真夜中の集団(兵庫県西宮市) | コワイハナシ47

真夜中の集団(兵庫県西宮市)

今は大阪の出版社の社長をしているUさんが、十年ほど前、京都の取材をしていた。取材が終わるともう真夜中。自宅のある西宮市に向かって車をとばした。

市内に入ったのが夜中の二時半頃。そのまま阪神武庫川駅の高架下を通って、武庫川沿いの細い道へ入った。すると十数人からなる集団が、海の方へ向かってぞろぞろ歩いているのが目に飛び込んできた。この時Uさんは(この堤防沿いの道は一車線なので気をつけんとな)と思っただけで、徐行運転でその集団の横を通り過ぎた。すると、その集団の様子がどうもおかしいのに気がついた。

真夜中の薄暗く細い道。うしろから車のヘッドライトがさすと、何人かは振り返るなり、こちらを見るなりするはずだが、誰ひとりとしてそんな行動を取るものはいない。しかも彼らの服装も妙だ。見ると、全員が男性。昔の軍隊の歩兵のようないでたち。帽垂れのついた軍隊帽、腰からタオルをたらしている者もいる。足元にはゲートルを巻いている。

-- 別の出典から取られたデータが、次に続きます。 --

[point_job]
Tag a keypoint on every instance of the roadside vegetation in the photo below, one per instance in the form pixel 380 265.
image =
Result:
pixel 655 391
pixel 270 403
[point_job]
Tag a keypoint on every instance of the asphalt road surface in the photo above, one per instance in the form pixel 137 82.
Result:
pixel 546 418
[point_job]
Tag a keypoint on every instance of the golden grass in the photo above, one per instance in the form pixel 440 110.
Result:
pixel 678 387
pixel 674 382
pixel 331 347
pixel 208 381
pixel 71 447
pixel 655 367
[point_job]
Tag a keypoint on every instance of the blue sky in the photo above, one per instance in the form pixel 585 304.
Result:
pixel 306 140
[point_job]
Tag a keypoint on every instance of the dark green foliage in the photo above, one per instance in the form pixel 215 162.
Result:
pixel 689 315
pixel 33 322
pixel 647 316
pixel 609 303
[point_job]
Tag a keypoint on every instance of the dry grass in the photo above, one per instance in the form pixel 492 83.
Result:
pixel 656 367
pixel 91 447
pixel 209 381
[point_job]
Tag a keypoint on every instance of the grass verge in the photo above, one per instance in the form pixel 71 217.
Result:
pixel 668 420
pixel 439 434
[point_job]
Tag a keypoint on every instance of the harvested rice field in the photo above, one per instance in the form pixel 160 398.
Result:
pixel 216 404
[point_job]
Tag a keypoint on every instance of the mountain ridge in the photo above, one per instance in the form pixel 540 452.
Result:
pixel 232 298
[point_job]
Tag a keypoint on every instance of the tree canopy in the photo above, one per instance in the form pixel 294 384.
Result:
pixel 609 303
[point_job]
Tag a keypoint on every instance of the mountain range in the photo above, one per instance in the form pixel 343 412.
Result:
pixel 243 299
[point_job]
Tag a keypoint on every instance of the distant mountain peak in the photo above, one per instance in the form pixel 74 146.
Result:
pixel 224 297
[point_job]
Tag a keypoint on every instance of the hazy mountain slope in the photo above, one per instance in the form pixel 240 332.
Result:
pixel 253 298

彼らの真横を車で通る。やはり誰もこちらを見ない。ただ、なにか話し声は聞こえる。が、なにを言っているのかはわからない。

そのまま集団を追い抜くと、すぐ赤信号にかかって停車した。

Uさんは「あの人たち、また来るな」と何気なく思ってバックミラーを見た。

誰も映っていない。

えっ!と思ってサイドミラーを見る。やっぱり誰もいない。

振り返ってうしろを見たが、今来た道に人はひとりもいなかった。

それでもUさんは、あの男たちは堤防から川へでも降りたのかな、と思っただけで別段妙なものとは思わなかったという。

翌日、会社の仲間にそのことを言うと、

「そんな真夜中に軍隊の格好をした集団が、歩くことなんてありませんよ」

「町の方向へ向かっているというならまだしも、真夜中に海へ向かっているのは変ですよ。あそこの浜にはなにもないじゃないですか」

などと言われ、はじめてUさんは、あれは奇妙なものに出会ったのかもしれないと思ったそうだ。